The time for the re-enactment of a divorce law has come. I say reenactment because many do not know that divorce is not new here despite the fact that now, the Philippines is the only country in the whole world that does not have such a national law.
Before Magellan “discovered” the Philippines, divorce-like practices were recognized by our ancestors. Some of the known communities that practiced these were the Tagbanwas of Palawan; Gadang of Nueva Vizcaya; Igorots of the Cordilleras; and the Manobos, Bila-an, and Muslims of Visayas and Mindanao. Spain scrapped these practices and replaced them with “Siete Partidas”
or legal separation which does not dissolve the marriage.
In 1917, the Americans replaced Siete Partidas
with Act 2710, or the divorce law that had two (2) grounds, adultery on the woman’s part and concubinage on the man’s. During the Japanese occupation, Act 1917 was replaced by Executive Order (EO) No. 141 that had ten (10) grounds through which one could divorce a spouse. After defeating the Japanese, the US reinstated Act 2710. Nonetheless, divorce was still legal.
This was implemented until 1950 when it was invalidated by the Civil Code of the Philippines which brought the country back to Spanish-era policy of legal separation. The present Family Code added declaration of nullity of marriage and annulment to legal separation. Thus, presently, we do not have a national divorce law.
This does not mean, however, that there is no divorce in the country. Divorce among Muslims is valid and recognized by our laws. Also, some of our indigenous peoples still have divorce-like practices. Therefore, there is still divorce here but not for all Filipinos.
Bills on divorce have been filed from as early as the Eleventh Congress but these never moved even at the committee level. For this Congress, several bills are now lodged with the House of Representatives (HOR) Committee on Population and Family Relations chaired by Laguna Representative Sol Aragones.
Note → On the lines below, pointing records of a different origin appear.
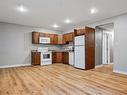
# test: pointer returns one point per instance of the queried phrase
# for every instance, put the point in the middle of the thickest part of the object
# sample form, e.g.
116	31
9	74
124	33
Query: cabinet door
79	32
69	37
53	57
35	37
57	57
60	39
55	39
66	57
35	58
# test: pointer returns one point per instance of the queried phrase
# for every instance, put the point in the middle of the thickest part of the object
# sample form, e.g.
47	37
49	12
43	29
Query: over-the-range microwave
44	40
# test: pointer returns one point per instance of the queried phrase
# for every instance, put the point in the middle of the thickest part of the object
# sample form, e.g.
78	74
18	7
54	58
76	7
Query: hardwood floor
60	79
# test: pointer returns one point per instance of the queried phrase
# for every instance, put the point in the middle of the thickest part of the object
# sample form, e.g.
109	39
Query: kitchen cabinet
35	58
78	32
66	57
69	37
35	37
60	40
89	46
57	57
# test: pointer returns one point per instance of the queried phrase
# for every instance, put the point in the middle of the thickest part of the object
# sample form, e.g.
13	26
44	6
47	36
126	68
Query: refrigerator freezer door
79	57
80	40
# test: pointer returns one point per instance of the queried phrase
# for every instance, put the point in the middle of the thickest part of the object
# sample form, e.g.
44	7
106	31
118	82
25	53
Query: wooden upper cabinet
78	32
65	57
35	37
69	37
35	58
54	38
57	57
60	39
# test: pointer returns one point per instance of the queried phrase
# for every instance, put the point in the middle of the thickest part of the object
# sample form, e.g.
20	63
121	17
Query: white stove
46	56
To date, four public hearings have already been called by the Committee, two outside of the country, involving overseas Filipino workers (OFWs) in Hong Kong and Japan, and two recent ones, last November 27 and 29, at the House of Representatives involving civil society organizations (CSOs) and government agencies. It would appear that there is political will in passing a divorce bill at least in the House.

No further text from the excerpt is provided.